In [163]:
import nltk

In [164]:
text = "India is a large democracy. It is 7th largest country in the world. Also population wise it is the 2nd largest among all the countries in the world just after China."

In [165]:
sentences = nltk.tokenize.sent_tokenize(text)

sentences

['India is a large democracy.',
 'It is 7th largest country in the world.',
 'Also population wise it is the 2nd largest among all the countries in the world just after China.']

In [166]:
words = nltk.tokenize.word_tokenize(text)

words

['India',
 'is',
 'a',
 'large',
 'democracy',
 '.',
 'It',
 'is',
 '7th',
 'largest',
 'country',
 'in',
 'the',
 'world',
 '.',
 'Also',
 'population',
 'wise',
 'it',
 'is',
 'the',
 '2nd',
 'largest',
 'among',
 'all',
 'the',
 'countries',
 'in',
 'the',
 'world',
 'just',
 'after',
 'China',
 '.']

## Text Preprocessing

In [167]:
import string

In [168]:
lam = nltk.stem.WordNetLemmatizer()

def lemitization(text):
    return [lam.lemmatize(txt) for txt in text.split()]

print("Punctuation words :",string.punctuation)

remove_punc = dict((ord(char),None) for char in string.punctuation)

def normalization(text):
    return lemitization(text.lower().translate(remove_punc))

Punctuation words : !"#$%&'()*+,-./:;<=>?@[\]^_`{|}~


In [169]:
for sent in sentences:
    print(sent)
    print(lemitization(sent))

India is a large democracy.
['India', 'is', 'a', 'large', 'democracy.']
It is 7th largest country in the world.
['It', 'is', '7th', 'largest', 'country', 'in', 'the', 'world.']
Also population wise it is the 2nd largest among all the countries in the world just after China.
['Also', 'population', 'wise', 'it', 'is', 'the', '2nd', 'largest', 'among', 'all', 'the', 'country', 'in', 'the', 'world', 'just', 'after', 'China.']


In [170]:
test = "How's my car?"

test.lower().translate(remove_punc)

'hows my car'

In [171]:
for sent in sentences:
    print(sent)
    print(lemitization(sent))

India is a large democracy.
['India', 'is', 'a', 'large', 'democracy.']
It is 7th largest country in the world.
['It', 'is', '7th', 'largest', 'country', 'in', 'the', 'world.']
Also population wise it is the 2nd largest among all the countries in the world just after China.
['Also', 'population', 'wise', 'it', 'is', 'the', '2nd', 'largest', 'among', 'all', 'the', 'country', 'in', 'the', 'world', 'just', 'after', 'China.']


## TF-IDF Vectorization

In [172]:
from sklearn.feature_extraction.text import TfidfVectorizer
from sklearn.metrics.pairwise import cosine_similarity

In [173]:
tf_idf = TfidfVectorizer(tokenizer=lemitization, stop_words='english')

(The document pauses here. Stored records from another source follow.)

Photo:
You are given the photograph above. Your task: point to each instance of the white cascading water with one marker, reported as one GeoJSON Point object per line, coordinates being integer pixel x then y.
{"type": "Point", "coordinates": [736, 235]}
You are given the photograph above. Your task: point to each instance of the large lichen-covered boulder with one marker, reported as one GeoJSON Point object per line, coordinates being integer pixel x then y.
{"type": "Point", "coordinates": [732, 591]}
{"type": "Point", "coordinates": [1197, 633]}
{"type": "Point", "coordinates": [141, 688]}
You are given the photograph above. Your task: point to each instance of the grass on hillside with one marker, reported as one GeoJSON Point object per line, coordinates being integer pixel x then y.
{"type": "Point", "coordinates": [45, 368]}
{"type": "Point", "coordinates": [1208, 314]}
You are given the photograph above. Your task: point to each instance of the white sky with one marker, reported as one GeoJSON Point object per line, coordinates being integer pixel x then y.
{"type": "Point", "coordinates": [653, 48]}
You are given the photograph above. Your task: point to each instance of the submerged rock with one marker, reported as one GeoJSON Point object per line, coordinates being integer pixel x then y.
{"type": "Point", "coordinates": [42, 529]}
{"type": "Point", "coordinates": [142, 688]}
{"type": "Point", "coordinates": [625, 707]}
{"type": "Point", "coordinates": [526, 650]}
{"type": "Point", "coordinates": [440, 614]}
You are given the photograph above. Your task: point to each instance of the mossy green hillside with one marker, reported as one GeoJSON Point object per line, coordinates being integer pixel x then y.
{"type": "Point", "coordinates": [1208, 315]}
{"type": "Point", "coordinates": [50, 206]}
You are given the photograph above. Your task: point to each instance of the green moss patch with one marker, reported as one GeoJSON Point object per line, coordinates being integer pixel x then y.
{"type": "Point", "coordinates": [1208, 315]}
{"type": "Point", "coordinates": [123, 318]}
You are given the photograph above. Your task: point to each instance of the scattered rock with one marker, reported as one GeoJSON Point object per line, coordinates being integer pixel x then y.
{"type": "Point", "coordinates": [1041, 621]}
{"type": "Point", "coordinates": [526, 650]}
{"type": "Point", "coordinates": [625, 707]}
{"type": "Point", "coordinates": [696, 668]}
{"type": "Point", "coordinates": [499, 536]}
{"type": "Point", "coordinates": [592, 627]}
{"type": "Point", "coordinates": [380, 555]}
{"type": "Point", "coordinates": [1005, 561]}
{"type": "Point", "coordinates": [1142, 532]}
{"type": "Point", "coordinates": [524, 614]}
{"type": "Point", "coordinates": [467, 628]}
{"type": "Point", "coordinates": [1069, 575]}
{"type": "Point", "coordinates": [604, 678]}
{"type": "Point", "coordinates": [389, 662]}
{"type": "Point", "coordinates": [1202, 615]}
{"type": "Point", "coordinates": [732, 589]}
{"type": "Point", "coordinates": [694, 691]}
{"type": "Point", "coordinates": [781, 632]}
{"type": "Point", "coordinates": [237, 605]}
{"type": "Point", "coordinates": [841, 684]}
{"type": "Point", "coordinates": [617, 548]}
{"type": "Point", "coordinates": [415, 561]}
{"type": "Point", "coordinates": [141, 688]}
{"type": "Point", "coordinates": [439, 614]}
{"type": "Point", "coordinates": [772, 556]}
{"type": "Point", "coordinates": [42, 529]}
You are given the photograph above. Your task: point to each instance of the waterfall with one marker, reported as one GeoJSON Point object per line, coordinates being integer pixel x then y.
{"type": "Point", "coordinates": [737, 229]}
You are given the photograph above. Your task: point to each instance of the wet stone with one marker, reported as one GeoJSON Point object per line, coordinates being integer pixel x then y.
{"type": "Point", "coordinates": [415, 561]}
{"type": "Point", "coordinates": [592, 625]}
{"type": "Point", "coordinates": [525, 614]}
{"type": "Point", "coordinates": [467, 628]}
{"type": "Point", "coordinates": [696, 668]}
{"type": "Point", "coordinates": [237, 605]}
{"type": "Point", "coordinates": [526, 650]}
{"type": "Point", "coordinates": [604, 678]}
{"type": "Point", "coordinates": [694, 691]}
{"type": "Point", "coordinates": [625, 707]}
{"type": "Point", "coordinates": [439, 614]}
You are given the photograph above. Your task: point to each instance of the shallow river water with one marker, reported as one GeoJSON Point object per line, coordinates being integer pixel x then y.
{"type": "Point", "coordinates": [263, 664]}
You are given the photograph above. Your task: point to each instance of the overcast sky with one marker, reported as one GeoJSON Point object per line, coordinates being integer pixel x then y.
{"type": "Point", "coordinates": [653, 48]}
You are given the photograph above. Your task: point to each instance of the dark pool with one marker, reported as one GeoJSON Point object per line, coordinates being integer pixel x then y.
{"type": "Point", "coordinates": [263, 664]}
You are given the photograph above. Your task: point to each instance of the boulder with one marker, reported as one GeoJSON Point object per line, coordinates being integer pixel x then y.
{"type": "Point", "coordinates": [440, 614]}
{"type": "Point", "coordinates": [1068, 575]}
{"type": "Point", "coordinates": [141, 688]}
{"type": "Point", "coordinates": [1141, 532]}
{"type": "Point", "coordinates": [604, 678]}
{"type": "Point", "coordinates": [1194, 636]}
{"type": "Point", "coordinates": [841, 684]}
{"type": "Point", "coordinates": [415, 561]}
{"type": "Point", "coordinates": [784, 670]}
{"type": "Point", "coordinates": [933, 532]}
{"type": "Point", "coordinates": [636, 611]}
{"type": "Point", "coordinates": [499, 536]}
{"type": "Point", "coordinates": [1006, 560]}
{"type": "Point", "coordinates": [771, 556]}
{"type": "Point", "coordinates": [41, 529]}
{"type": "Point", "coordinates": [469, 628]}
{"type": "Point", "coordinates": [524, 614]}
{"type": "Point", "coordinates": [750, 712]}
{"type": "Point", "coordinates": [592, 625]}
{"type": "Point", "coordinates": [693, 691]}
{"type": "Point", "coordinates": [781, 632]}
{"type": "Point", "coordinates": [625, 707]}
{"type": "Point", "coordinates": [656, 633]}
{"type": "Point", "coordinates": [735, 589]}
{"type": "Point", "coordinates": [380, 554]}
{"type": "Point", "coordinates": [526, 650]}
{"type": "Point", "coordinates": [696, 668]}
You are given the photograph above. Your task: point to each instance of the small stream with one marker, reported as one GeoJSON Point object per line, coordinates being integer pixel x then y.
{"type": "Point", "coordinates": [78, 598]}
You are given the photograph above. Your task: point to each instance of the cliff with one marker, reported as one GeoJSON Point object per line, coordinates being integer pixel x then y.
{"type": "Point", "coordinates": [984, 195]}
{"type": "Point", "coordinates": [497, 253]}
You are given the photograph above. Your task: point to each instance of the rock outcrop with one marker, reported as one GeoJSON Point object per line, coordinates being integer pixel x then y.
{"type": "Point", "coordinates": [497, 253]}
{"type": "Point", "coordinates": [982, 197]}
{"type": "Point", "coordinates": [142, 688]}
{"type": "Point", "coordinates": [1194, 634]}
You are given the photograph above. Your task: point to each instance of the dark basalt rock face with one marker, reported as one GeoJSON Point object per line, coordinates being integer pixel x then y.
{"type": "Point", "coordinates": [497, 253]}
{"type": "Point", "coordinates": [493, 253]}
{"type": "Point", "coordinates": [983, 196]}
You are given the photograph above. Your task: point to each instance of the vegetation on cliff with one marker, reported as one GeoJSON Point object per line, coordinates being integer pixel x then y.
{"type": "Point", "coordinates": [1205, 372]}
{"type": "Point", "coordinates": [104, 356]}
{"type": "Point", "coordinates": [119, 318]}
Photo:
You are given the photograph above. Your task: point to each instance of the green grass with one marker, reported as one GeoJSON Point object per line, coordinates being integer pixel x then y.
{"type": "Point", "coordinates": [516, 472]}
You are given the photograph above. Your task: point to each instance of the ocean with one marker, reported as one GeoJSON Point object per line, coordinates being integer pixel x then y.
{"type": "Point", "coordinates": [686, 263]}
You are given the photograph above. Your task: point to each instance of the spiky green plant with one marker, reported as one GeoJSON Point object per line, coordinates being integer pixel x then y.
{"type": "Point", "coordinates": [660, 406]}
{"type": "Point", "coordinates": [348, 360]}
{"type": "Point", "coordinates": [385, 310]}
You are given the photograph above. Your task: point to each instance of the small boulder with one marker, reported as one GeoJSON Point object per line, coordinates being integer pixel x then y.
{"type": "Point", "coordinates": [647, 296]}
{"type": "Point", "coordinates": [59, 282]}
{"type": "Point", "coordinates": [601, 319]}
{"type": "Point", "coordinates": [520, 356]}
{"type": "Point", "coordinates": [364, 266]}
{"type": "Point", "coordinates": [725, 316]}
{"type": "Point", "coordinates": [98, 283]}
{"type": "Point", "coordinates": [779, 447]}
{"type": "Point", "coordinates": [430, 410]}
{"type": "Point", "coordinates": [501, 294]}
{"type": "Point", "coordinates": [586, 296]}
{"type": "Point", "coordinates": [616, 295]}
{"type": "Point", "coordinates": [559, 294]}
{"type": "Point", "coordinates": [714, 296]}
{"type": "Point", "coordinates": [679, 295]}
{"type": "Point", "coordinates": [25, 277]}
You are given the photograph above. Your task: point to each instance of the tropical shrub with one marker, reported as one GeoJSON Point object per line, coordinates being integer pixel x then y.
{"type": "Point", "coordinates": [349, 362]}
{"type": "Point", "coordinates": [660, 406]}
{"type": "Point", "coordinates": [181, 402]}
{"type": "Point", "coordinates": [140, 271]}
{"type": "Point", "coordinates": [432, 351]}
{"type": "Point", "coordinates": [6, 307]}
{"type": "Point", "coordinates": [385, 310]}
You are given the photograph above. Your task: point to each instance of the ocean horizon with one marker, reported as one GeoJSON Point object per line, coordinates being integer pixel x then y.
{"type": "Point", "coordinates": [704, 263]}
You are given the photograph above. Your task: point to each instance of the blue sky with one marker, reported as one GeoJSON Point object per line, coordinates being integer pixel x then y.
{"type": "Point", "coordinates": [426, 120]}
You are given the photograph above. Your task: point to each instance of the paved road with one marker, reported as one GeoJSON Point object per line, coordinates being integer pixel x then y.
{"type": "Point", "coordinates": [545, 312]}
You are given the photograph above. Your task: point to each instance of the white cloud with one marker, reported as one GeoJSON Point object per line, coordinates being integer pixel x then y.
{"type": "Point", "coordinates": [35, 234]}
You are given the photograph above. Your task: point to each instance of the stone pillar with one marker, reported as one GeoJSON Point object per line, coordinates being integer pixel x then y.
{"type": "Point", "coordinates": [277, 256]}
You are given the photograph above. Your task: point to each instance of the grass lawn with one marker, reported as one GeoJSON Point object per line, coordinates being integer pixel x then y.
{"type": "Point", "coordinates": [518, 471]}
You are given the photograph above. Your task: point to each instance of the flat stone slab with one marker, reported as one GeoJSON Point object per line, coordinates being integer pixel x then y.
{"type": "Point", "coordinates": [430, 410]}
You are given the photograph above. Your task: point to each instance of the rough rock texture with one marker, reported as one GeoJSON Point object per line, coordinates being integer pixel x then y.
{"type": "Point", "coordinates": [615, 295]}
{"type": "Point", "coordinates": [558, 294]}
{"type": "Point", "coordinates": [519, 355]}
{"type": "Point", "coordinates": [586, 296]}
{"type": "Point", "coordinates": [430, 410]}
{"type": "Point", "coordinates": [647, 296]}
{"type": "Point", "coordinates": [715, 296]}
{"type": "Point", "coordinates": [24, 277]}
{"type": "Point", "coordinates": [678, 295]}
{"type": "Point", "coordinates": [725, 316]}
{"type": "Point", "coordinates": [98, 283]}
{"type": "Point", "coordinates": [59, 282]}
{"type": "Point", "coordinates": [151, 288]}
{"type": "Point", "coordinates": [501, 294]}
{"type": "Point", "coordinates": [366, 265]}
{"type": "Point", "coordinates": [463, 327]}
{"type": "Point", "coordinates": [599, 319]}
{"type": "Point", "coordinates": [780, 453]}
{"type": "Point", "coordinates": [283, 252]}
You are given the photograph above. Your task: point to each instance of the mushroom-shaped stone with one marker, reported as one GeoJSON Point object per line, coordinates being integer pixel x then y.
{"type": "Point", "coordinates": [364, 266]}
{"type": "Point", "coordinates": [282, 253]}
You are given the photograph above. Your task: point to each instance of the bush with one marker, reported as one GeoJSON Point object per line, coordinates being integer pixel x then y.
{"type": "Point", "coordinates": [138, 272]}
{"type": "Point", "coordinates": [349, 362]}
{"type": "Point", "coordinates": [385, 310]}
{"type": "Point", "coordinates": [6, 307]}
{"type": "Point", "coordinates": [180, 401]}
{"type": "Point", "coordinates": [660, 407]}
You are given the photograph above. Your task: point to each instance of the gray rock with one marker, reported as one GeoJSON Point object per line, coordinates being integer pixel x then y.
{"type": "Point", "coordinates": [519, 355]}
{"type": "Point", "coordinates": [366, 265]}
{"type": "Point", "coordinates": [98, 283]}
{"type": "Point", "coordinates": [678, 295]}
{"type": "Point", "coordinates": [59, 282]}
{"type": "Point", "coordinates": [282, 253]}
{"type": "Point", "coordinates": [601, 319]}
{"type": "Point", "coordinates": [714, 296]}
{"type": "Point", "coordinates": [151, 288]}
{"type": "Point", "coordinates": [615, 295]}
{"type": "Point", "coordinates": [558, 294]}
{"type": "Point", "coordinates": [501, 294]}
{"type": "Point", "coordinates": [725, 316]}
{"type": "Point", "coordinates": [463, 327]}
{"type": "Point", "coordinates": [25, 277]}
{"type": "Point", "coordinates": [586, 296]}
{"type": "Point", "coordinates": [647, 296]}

t = tf_idf.fit_transform(sentences)

print(tf_idf.vocabulary_)

{'india': 5, 'large': 7, 'democracy.': 4, '7th': 1, 'largest': 8, 'country': 3, 'world.': 12, 'population': 9, 'wise': 10, '2nd': 0, 'world': 11, 'just': 6, 'china.': 2}


In [174]:
print(tf_idf.idf_)

[1.69314718 1.69314718 1.69314718 1.28768207 1.69314718 1.69314718
 1.69314718 1.69314718 1.28768207 1.69314718 1.69314718 1.69314718
 1.69314718]


## Cosine Similarity

In [175]:
test = "India has a huge population in the world"

In [176]:
test_tf = tf_idf.transform([test])

print(test_tf)

  (0, 11)	0.5773502691896257
  (0, 9)	0.5773502691896257
  (0, 5)	0.5773502691896257


In [177]:
similarity = cosine_similarity(test_tf,t)
similarity

array([[0.33333333, 0.        , 0.43162835]])

getting the index of highest similar value

In [178]:
idx = similarity.argsort()[0][-1]

print(idx)

2


In [179]:
flat = similarity.flatten()
flat.sort()
ans = flat[-1]

if ans == 0.0:
    print("Could not find similar line")
else:
    print("Similar line found")

Similar line found


getting the answer line

In [180]:
print("Answer =",sentences[idx])

Answer = Also population wise it is the 2nd largest among all the countries in the world just after China.